For us old guys...they could call it The A & P. (for you younger folks, a lot of us used to shop there...lol)
Wasn't aware about SMU. As for Cal, perhaps, but travel has to weigh in--and I think it might hinge on PAC 10s response.
Pac-10? There is no Pac-10 (or 12) to respond. In my opinion, the only thing that would keep Cal and Stanford from accepting is if the Big-12 makes a last second offer to take the remaining 4 Pac-12 schools (Cal, Stanford, Wazzu and OSU) and there were rumors yesterday that the Big-12 might consider taking those 4. I could see if the Big-12 matched the ACC's 30% offer that the Big-12 might benefit Cal and Stanford for travel cost and logistics reasons. Plus they'd basically keep all their Pac-12 rivalries (minus USC and UCLA) and dramatically reduce the travel costs, athlete fatigue and fan travel costs. But I think Cal and Stanford may be far more concerned with academic reputation than what's best for their fans and athletes.
Holy @#$$@! My info way outdated. Hadn't heard about Az, ASU, UU, Oregon n Washington.... all bailing... Nm.
The BIG12 has no more pro-rata spots to add team at full payouts. Any team that gets added to the BIG12 now will only get in at a discounted rate. I don't think the BIG12 is really interested in WAZZU and Oregon State. The numbers don't add up. They don't add enough revenue when you take travel into consideration. Sad, because both are great schools. But college sports is a business now, first and foremost. Stanford and CAL have very little desire to ever go to the BIG12. They don't want to be in the same conference as BYU, Baylor, and TCU. The BIG12 also only has 5 AAU schools; Kansas, plus the 4-corner PAC schools that were just added. Stanford and CAL had very few options. Try and rebuild a PAC with WAZZU and Oregon State by adding G5 schools like Boise St, SDSU, Fresno State, and a few others. Or go ACC with the reduced payout. Money was likely very similar, and this way, Stanford gets to keep ties with Notre Dame, and the ivory tower types at both schools are at least not whining too much.
Not as difficult traveling for football once a week but the other sports and midweek games are going to suffer.
We agree. No way the Big-12 offers any of those schools a full share! But if they offered to match the ACC offer of $10M to Stanford and Cal and offered WSU and OSU maybe $5M (which is more than they'd get in MWC and keep them in a second tier power conference), I have to think they'd at least listen.

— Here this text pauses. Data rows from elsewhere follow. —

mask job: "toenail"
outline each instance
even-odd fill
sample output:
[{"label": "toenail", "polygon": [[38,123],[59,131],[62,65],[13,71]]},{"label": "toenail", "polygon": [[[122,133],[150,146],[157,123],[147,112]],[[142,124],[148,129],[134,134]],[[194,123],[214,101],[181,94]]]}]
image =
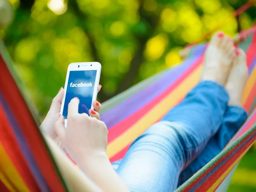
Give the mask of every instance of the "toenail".
[{"label": "toenail", "polygon": [[236,55],[239,55],[240,54],[240,51],[239,50],[236,50]]},{"label": "toenail", "polygon": [[218,36],[219,37],[223,37],[223,35],[224,35],[224,34],[223,34],[223,33],[222,32],[220,32],[219,33],[218,33]]}]

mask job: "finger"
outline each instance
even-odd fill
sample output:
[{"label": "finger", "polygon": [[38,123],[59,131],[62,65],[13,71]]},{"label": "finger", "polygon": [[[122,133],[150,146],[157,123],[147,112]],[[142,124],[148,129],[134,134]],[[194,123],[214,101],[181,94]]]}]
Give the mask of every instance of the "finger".
[{"label": "finger", "polygon": [[62,143],[64,143],[66,134],[66,128],[64,125],[64,116],[61,115],[55,123],[54,130]]},{"label": "finger", "polygon": [[99,84],[99,86],[98,86],[98,93],[99,92],[99,91],[100,90],[102,87],[102,86],[101,84]]},{"label": "finger", "polygon": [[75,97],[71,99],[68,104],[67,108],[67,115],[74,114],[78,113],[78,105],[79,100],[77,97]]},{"label": "finger", "polygon": [[93,107],[95,111],[99,113],[100,110],[101,110],[101,105],[99,102],[97,101],[94,101],[93,102]]},{"label": "finger", "polygon": [[89,114],[92,117],[95,117],[98,120],[99,120],[99,114],[95,111],[90,109],[89,110]]},{"label": "finger", "polygon": [[49,110],[51,112],[53,113],[60,112],[64,96],[64,89],[61,87],[57,95],[52,99]]}]

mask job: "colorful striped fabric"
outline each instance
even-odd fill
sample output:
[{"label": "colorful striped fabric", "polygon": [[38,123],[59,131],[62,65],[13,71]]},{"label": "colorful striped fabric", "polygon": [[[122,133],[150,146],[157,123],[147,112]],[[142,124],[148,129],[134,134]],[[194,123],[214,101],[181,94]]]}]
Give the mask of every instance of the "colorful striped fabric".
[{"label": "colorful striped fabric", "polygon": [[[247,58],[250,76],[242,102],[249,114],[256,105],[256,32],[255,30],[250,31],[249,38],[239,45]],[[183,64],[157,74],[103,104],[101,118],[109,128],[107,153],[111,162],[122,158],[133,141],[159,121],[197,84],[206,46],[195,46]]]},{"label": "colorful striped fabric", "polygon": [[[196,84],[206,46],[195,46],[182,64],[155,75],[103,104],[101,118],[109,128],[107,153],[111,161],[122,158],[137,137],[160,119]],[[256,128],[252,127],[256,121],[255,30],[239,46],[247,57],[250,77],[243,105],[250,117],[233,142],[177,191],[214,191],[255,140]],[[12,65],[7,67],[11,62],[0,42],[0,191],[67,191],[31,111],[9,73],[13,71]]]},{"label": "colorful striped fabric", "polygon": [[3,46],[0,44],[0,186],[4,184],[6,188],[0,191],[67,191],[27,103],[7,68]]}]

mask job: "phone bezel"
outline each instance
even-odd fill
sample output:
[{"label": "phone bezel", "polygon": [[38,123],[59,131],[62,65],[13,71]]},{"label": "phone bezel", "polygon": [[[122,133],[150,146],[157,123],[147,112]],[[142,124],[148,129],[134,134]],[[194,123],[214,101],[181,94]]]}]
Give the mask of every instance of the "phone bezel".
[{"label": "phone bezel", "polygon": [[[92,65],[91,66],[91,65]],[[79,65],[79,67],[78,67]],[[65,99],[66,98],[66,93],[67,88],[67,83],[68,82],[68,79],[70,72],[72,71],[86,71],[91,70],[97,70],[95,83],[94,84],[94,87],[93,87],[93,102],[97,99],[98,87],[99,86],[100,73],[101,72],[101,64],[98,62],[82,62],[79,63],[72,63],[68,65],[67,76],[66,76],[66,81],[65,81],[65,86],[64,87],[64,96],[61,102],[61,108],[60,113],[61,115],[63,113]],[[92,105],[90,108],[93,108],[93,102],[92,102]],[[89,110],[90,109],[88,109]],[[65,120],[65,121],[66,120],[66,119]]]}]

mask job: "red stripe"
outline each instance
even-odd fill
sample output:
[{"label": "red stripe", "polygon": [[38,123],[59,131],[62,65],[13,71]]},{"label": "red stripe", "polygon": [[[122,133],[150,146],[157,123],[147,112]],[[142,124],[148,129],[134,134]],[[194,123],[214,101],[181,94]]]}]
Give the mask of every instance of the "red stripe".
[{"label": "red stripe", "polygon": [[254,99],[255,99],[255,96],[256,96],[256,81],[254,82],[254,84],[247,98],[246,102],[244,105],[244,107],[247,111],[250,111],[250,109],[253,103]]},{"label": "red stripe", "polygon": [[249,68],[252,64],[255,55],[255,47],[256,47],[256,32],[253,32],[252,41],[250,47],[246,52],[247,57],[247,66]]},{"label": "red stripe", "polygon": [[[256,132],[256,131],[253,131],[250,134],[250,136],[252,134]],[[255,140],[256,137],[254,139],[252,139],[248,142],[244,146],[243,146],[238,152],[236,153],[227,162],[226,162],[219,169],[215,172],[212,174],[207,180],[207,182],[204,182],[195,191],[200,191],[202,189],[209,189],[220,178],[220,177],[227,171],[228,169],[236,160],[240,156],[240,155],[245,151],[245,149],[247,148],[250,144],[253,143]],[[244,143],[244,142],[243,142]],[[237,148],[237,147],[236,147]]]},{"label": "red stripe", "polygon": [[158,96],[125,119],[112,127],[109,130],[108,143],[109,143],[125,132],[127,129],[130,128],[135,122],[140,119],[154,106],[157,105],[163,97],[169,93],[186,77],[191,74],[196,67],[201,63],[202,60],[203,56],[201,56],[195,63],[192,65],[190,67],[183,73],[175,82],[170,85],[161,94],[159,94]]},{"label": "red stripe", "polygon": [[1,180],[0,180],[0,191],[1,192],[8,192],[10,191]]},{"label": "red stripe", "polygon": [[186,188],[185,188],[183,191],[188,191],[189,189],[190,189],[193,186],[194,186],[196,183],[197,183],[199,180],[200,180],[202,178],[204,177],[206,175],[207,175],[209,172],[210,172],[212,169],[213,169],[215,167],[216,167],[221,162],[227,157],[229,156],[230,154],[231,154],[234,150],[235,150],[236,148],[239,147],[241,145],[242,145],[244,143],[246,140],[245,139],[249,138],[255,131],[253,131],[249,135],[247,136],[246,138],[245,138],[244,140],[243,140],[241,143],[239,143],[235,147],[233,148],[230,151],[228,152],[225,155],[221,158],[217,162],[216,162],[214,165],[212,166],[208,169],[206,170],[205,172],[203,173],[201,175],[200,175],[192,183],[190,183],[189,185],[188,185]]},{"label": "red stripe", "polygon": [[[178,102],[178,103],[179,103],[182,100],[181,99],[180,101],[179,101]],[[164,116],[164,115],[164,115],[163,116]],[[154,122],[154,123],[160,121],[160,120],[161,120],[163,117],[163,116],[160,117],[158,119],[157,119],[157,121],[156,121],[156,122]],[[122,149],[122,150],[121,150],[118,153],[117,153],[115,155],[114,155],[113,157],[111,157],[109,159],[109,160],[110,161],[110,162],[111,163],[114,162],[116,161],[120,160],[122,158],[123,158],[123,157],[125,156],[125,155],[126,154],[127,151],[129,149],[129,148],[130,147],[130,146],[131,146],[131,145],[132,143],[132,142],[131,142],[131,143],[129,143],[129,144],[128,144],[125,148]]]},{"label": "red stripe", "polygon": [[[20,152],[15,134],[7,121],[7,117],[0,103],[0,140],[12,163],[22,178],[24,184],[31,191],[40,189],[27,166],[26,160]],[[5,169],[6,168],[6,167]],[[12,183],[12,181],[11,181]]]},{"label": "red stripe", "polygon": [[3,90],[3,96],[8,103],[20,131],[26,137],[29,148],[44,179],[52,191],[65,191],[38,128],[1,55],[0,66],[0,87]]},{"label": "red stripe", "polygon": [[[235,167],[234,167],[234,168]],[[228,175],[230,174],[230,172],[231,172],[231,171],[232,171],[232,170],[233,170],[233,169],[232,169],[230,172],[228,172],[228,174],[224,177],[224,179],[223,179],[223,180],[222,180],[222,181],[220,183],[220,184],[219,184],[218,186],[217,186],[217,187],[215,189],[214,189],[214,190],[213,191],[213,192],[215,192],[216,191],[216,190],[217,189],[218,189],[218,187],[220,186],[220,185],[221,185],[221,184],[222,183],[222,182],[224,181],[224,180],[225,180],[225,179],[227,178],[227,177],[228,176]]]}]

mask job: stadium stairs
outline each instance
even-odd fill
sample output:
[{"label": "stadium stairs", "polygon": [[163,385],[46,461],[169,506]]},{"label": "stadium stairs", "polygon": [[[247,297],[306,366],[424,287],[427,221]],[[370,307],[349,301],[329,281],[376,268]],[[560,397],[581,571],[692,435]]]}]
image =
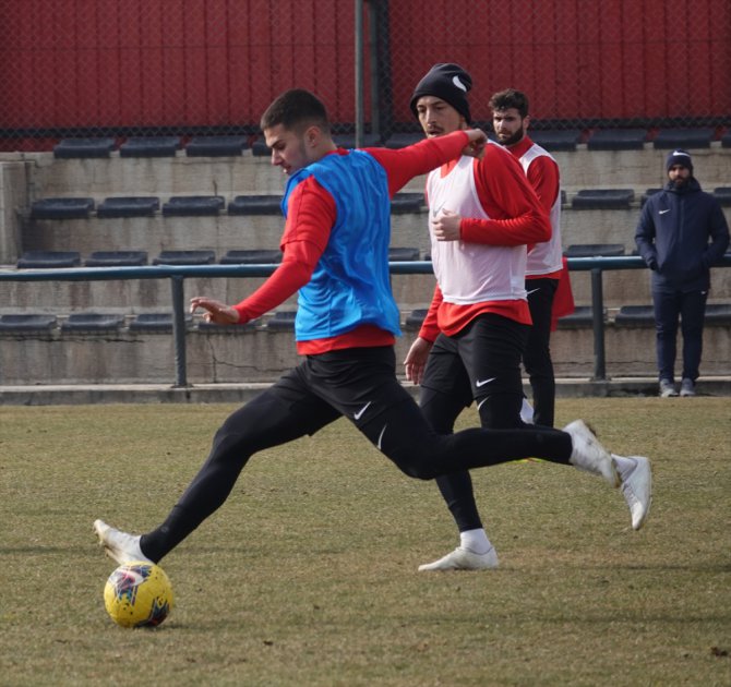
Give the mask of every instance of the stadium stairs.
[{"label": "stadium stairs", "polygon": [[[284,179],[266,150],[239,140],[201,141],[191,149],[192,143],[159,143],[154,153],[91,141],[93,155],[68,146],[56,154],[0,154],[0,268],[272,262],[283,227]],[[610,135],[594,144],[589,138],[566,145],[566,136],[554,143],[567,254],[632,254],[640,207],[663,182],[667,149]],[[703,186],[718,192],[731,220],[731,147],[691,143],[699,146],[691,149]],[[392,260],[429,255],[422,189],[423,178],[414,180],[394,201]],[[184,292],[237,302],[262,281],[188,278]],[[392,281],[405,323],[397,346],[403,359],[418,329],[412,313],[427,308],[433,277],[395,275]],[[579,309],[553,336],[559,393],[654,393],[649,274],[603,275],[607,381],[591,382],[590,274],[572,273],[572,284]],[[191,320],[185,340],[192,387],[185,389],[170,388],[175,350],[166,279],[0,281],[0,403],[95,402],[135,394],[238,400],[297,360],[286,314],[295,310],[293,300],[248,327],[205,327]],[[706,393],[731,388],[729,304],[731,269],[717,268],[704,348]],[[634,316],[625,316],[633,314],[627,309],[636,309]]]}]

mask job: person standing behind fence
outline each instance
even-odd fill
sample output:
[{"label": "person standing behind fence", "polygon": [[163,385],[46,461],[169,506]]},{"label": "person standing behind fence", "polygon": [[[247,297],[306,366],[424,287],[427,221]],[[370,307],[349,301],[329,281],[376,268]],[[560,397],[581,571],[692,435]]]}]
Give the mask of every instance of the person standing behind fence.
[{"label": "person standing behind fence", "polygon": [[703,352],[710,267],[729,245],[729,226],[718,201],[700,190],[690,153],[666,160],[668,183],[651,195],[635,232],[637,250],[652,270],[660,396],[678,396],[678,321],[683,337],[681,396],[695,396]]},{"label": "person standing behind fence", "polygon": [[563,272],[561,248],[561,179],[559,165],[527,134],[530,123],[528,98],[507,88],[490,98],[492,125],[498,141],[520,162],[551,221],[551,238],[528,252],[526,293],[532,326],[528,333],[523,364],[532,389],[532,422],[553,426],[555,377],[551,360],[553,300]]}]

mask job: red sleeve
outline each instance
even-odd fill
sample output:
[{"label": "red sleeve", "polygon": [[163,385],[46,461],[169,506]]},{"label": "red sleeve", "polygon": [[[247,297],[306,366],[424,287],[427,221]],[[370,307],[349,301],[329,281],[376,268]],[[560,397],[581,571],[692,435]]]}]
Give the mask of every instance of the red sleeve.
[{"label": "red sleeve", "polygon": [[442,296],[442,289],[439,288],[438,284],[434,287],[434,296],[432,297],[429,312],[427,313],[427,316],[421,324],[421,329],[419,330],[419,337],[427,339],[427,341],[431,341],[432,343],[436,340],[436,337],[440,333],[439,325],[436,324],[436,313],[443,300],[444,297]]},{"label": "red sleeve", "polygon": [[547,214],[551,212],[559,195],[559,166],[550,157],[539,155],[528,167],[528,181]]},{"label": "red sleeve", "polygon": [[464,131],[455,131],[446,136],[424,138],[405,148],[366,148],[386,170],[388,193],[393,196],[414,177],[426,174],[462,155],[468,143]]},{"label": "red sleeve", "polygon": [[310,281],[329,240],[336,215],[333,196],[313,177],[292,191],[280,243],[281,265],[249,298],[233,306],[239,312],[240,324],[274,310]]},{"label": "red sleeve", "polygon": [[476,166],[477,194],[490,219],[463,217],[462,240],[491,245],[541,243],[551,222],[520,164],[504,148],[488,145]]}]

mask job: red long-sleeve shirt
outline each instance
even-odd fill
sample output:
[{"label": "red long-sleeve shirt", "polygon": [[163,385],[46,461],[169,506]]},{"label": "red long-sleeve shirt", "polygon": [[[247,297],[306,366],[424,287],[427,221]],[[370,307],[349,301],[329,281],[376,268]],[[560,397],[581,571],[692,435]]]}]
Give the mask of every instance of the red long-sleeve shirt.
[{"label": "red long-sleeve shirt", "polygon": [[[414,177],[435,169],[445,160],[459,157],[468,138],[464,132],[429,138],[400,149],[366,148],[385,169],[388,193],[393,196]],[[331,155],[348,155],[338,148]],[[386,202],[385,198],[379,202]],[[308,177],[292,191],[287,207],[287,221],[281,237],[283,261],[274,274],[250,297],[235,305],[239,323],[244,324],[275,309],[302,288],[315,269],[329,241],[331,229],[337,216],[335,200],[313,177]],[[325,351],[390,346],[394,336],[373,325],[326,339],[298,341],[300,354]]]}]

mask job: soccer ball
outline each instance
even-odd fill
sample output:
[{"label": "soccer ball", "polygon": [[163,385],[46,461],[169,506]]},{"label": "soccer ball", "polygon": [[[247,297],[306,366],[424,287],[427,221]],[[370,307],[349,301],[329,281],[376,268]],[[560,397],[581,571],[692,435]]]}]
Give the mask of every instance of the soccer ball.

But I think we also agree that Stanford and Cal bosses are probably more worried about the "academic prestige", as opposed to looking out for travel costs, the well being of their athletes (in all sports), having fans travel and keeping historical rivalries from the Pac-12 alive. Seems pretty short sighted to me.
This is horrible for student athletes. Imagine a conference where the schools are on opposite coasts. This has disaster written all over it.
The B1G will soon stretch from New Jersey to California. The BIG12 from West Virginia to Arizona. And the ACC from Miami to the Bay Area. May not make a huge difference in football, but for all other sports ,the SEC being in contiguous states in one region will be a recruiting advantage. Must less in-conference travel and kids can actually focus on academics, versus having to take two, 4-hour coast-to-coast plane rides just to play a conference foe.
It isn't so much about geography and sense regarding football and the new realities, it is mainly about football telling the golf and volleyball teams THEY have to spend enormous resources to play a conference opponent. Call football AAA pro league and separate it from the rest of the sports (including basketball) and administration, and everything settles down. Heck, I bristle that OUR teams have to travel to Missouri and Texas to "do what they have to do."
It's called the Grant of Rights and it would cost 120 million payout to get out. They are not shelling out that kind of money.